Once again, our favorite web slinger swings into the theaters competing for our money alongside several other comic book-based movies. I am not your average superhero movie fan; I have been collecting comic books in a serious way since I was a child.
Every week I make my way to the local comic shop to pick up the latest issue of books. Spider-Man has long been one of my favorites out of all the comic book movie franchises – that was until Sony Pictures released two below average movies starring Andrew Garfield as the hipster version of Spider-Man.
The previous two Spider-Man movies were dark in tone and devoid of the youthful glee that is expected from our friendly neighborhood Spiderman. With Tom Holland now taking his turn in the blue and red suit, we return to the fun and youthful Peter Parker learning how to manage high school along with his newly-found super powers.
Thankfully, we don’t have yet another origin story reminding us how he got his powers. I think just about everyone knows how Spiderman got his powers by now. After making a big splash in the movie Captain America: Civil War in 2016, Peter Parker is back in school, longing for another chance to fight along side his idols.
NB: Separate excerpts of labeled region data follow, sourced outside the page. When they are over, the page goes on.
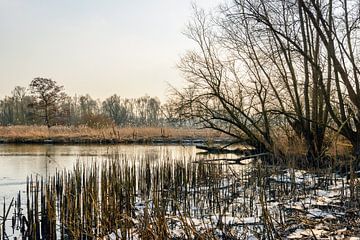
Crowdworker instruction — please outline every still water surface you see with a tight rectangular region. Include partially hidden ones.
[0,144,236,202]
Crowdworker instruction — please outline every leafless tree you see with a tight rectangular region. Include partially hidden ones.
[30,78,65,128]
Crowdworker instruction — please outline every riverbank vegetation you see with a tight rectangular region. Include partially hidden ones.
[173,0,360,167]
[0,125,228,144]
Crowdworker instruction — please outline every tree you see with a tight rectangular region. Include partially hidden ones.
[30,77,66,128]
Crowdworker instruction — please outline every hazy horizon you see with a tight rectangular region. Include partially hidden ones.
[0,0,219,101]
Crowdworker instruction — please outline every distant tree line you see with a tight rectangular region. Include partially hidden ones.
[0,78,181,127]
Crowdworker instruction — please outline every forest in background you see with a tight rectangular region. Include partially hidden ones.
[0,80,181,128]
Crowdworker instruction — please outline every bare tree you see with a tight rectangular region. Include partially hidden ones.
[30,78,65,128]
[174,7,282,158]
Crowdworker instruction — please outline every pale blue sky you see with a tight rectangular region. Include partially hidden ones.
[0,0,220,100]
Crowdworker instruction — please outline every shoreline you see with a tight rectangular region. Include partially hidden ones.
[0,138,233,145]
[0,126,234,145]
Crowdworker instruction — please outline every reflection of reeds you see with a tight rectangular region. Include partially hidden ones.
[3,155,359,239]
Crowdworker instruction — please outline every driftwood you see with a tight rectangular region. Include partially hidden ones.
[196,153,269,164]
[196,145,258,155]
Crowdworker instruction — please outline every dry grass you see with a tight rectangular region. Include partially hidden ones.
[0,126,226,142]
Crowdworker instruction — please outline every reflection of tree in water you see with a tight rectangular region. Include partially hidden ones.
[44,144,57,179]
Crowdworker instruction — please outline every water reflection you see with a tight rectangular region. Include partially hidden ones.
[0,144,239,201]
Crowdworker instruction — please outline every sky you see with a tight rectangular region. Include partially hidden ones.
[0,0,220,101]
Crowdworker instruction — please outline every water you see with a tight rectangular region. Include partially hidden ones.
[0,144,239,202]
[0,145,360,239]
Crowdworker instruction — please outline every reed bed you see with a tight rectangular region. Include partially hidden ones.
[0,125,226,143]
[1,155,360,239]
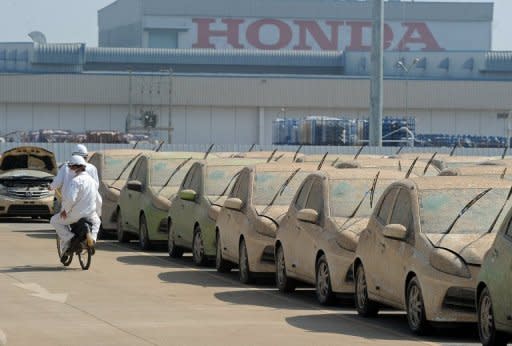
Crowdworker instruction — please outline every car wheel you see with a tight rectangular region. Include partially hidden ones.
[316,255,334,305]
[192,226,206,266]
[276,246,295,292]
[117,209,129,243]
[355,264,379,317]
[167,220,183,258]
[215,232,231,273]
[477,287,508,346]
[238,239,252,284]
[406,277,429,335]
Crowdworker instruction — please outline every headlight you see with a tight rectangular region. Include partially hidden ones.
[430,248,471,279]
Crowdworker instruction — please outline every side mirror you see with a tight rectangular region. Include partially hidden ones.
[224,197,244,210]
[180,189,197,201]
[382,223,407,240]
[208,205,221,221]
[297,209,318,223]
[126,180,142,192]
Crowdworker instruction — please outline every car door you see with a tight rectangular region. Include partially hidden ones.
[295,177,325,281]
[278,178,312,273]
[488,218,512,328]
[359,188,398,295]
[378,188,421,304]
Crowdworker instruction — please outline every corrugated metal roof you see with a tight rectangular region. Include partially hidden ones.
[485,51,512,72]
[86,48,344,68]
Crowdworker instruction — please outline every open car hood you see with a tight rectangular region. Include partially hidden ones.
[0,146,58,175]
[427,232,496,265]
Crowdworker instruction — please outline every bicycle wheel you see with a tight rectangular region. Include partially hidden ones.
[55,234,73,267]
[77,246,92,270]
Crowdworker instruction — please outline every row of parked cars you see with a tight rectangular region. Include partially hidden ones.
[0,146,512,345]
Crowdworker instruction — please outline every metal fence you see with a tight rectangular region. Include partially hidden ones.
[0,142,506,162]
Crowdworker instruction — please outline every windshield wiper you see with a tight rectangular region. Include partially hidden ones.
[157,157,192,195]
[212,170,242,204]
[339,171,380,228]
[316,152,329,171]
[405,156,420,179]
[418,151,437,175]
[438,187,492,244]
[261,168,300,214]
[108,152,142,187]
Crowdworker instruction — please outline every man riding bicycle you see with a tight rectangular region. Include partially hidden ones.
[50,155,101,263]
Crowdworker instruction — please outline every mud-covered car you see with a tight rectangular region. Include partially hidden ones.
[0,146,58,218]
[216,163,318,283]
[354,177,510,334]
[167,158,260,265]
[116,152,204,250]
[88,149,148,231]
[475,203,512,346]
[275,169,404,304]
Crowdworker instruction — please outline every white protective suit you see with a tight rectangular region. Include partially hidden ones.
[50,172,101,253]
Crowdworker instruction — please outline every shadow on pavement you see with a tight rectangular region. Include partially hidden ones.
[0,263,81,274]
[286,310,478,345]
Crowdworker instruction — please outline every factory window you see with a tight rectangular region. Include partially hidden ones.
[148,29,178,48]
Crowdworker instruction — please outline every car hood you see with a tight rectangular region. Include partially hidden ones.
[427,233,496,265]
[0,146,58,175]
[256,205,289,224]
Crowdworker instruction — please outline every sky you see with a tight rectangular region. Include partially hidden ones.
[0,0,512,51]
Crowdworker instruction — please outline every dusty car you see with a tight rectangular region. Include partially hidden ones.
[0,146,58,218]
[88,149,148,231]
[167,159,260,265]
[215,163,318,283]
[275,169,404,304]
[115,152,204,250]
[354,177,510,334]
[476,204,512,346]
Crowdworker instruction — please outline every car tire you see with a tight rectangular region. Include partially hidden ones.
[276,246,296,293]
[405,277,430,335]
[116,209,130,243]
[477,287,508,346]
[215,232,232,273]
[354,264,379,317]
[139,214,151,251]
[167,220,183,258]
[192,226,207,266]
[238,238,253,284]
[315,255,335,305]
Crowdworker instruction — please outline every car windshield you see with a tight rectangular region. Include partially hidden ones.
[329,179,392,217]
[150,158,192,189]
[205,166,244,196]
[103,155,135,180]
[252,170,310,205]
[419,188,508,234]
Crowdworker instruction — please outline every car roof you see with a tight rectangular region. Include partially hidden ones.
[399,176,510,190]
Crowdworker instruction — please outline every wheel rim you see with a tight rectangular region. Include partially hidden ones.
[194,232,204,262]
[479,295,494,340]
[238,242,249,278]
[356,267,368,308]
[407,285,423,328]
[317,262,330,298]
[277,248,286,286]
None other than the man in the Iron suit, Tony Stark, is mentoring Peter Parker. Young Peter is in a hurry to take on bigger and tougher foes, but Tony attempts to constrain him to smaller task while he learns what it means to be a hero.
Thankfully, this didn’t turn into Iron Man 4. Stark’s appearances are brief and only help to move the story along. It was also a delight to see Michael Keaton as the nemesis playing an updated version of The Vulture, one of Spidey’s oldest foes in the comics.
What you see in this movie is what you often see in real life. There are three stages in maturity whether that is with children or discipleship. The first stage is when you are a sponge, absorbing everything that you are being taught.
The second stage is what I call the “teenage years of leadership.” You’ve got enough information, and you now think you know better than the one who taught you. This is where much of the conflict lies in Spiderman: Homecoming.
Peter Parker has a little experience and thinks he should be trusted with more responsibility. If you have ever tried to teach and disciple others then you know how frustrating this stage can be.
The final stage is when the student appreciates all that the teacher has tried to teach them and gains some hard-earned humility. Director Jon Watts does a decent job of walking us through all these stages while still keeping the humor and action you expect.
Although this film was far better than the last two, it still doesn’t have some of the magic that can be found in the original trilogy of Spider-Man movies. Tobey Maguire will always be my favorite actor to portray the character. But with Sony now partnering with Marvel on this big dollar franchise, I assume things can only get better.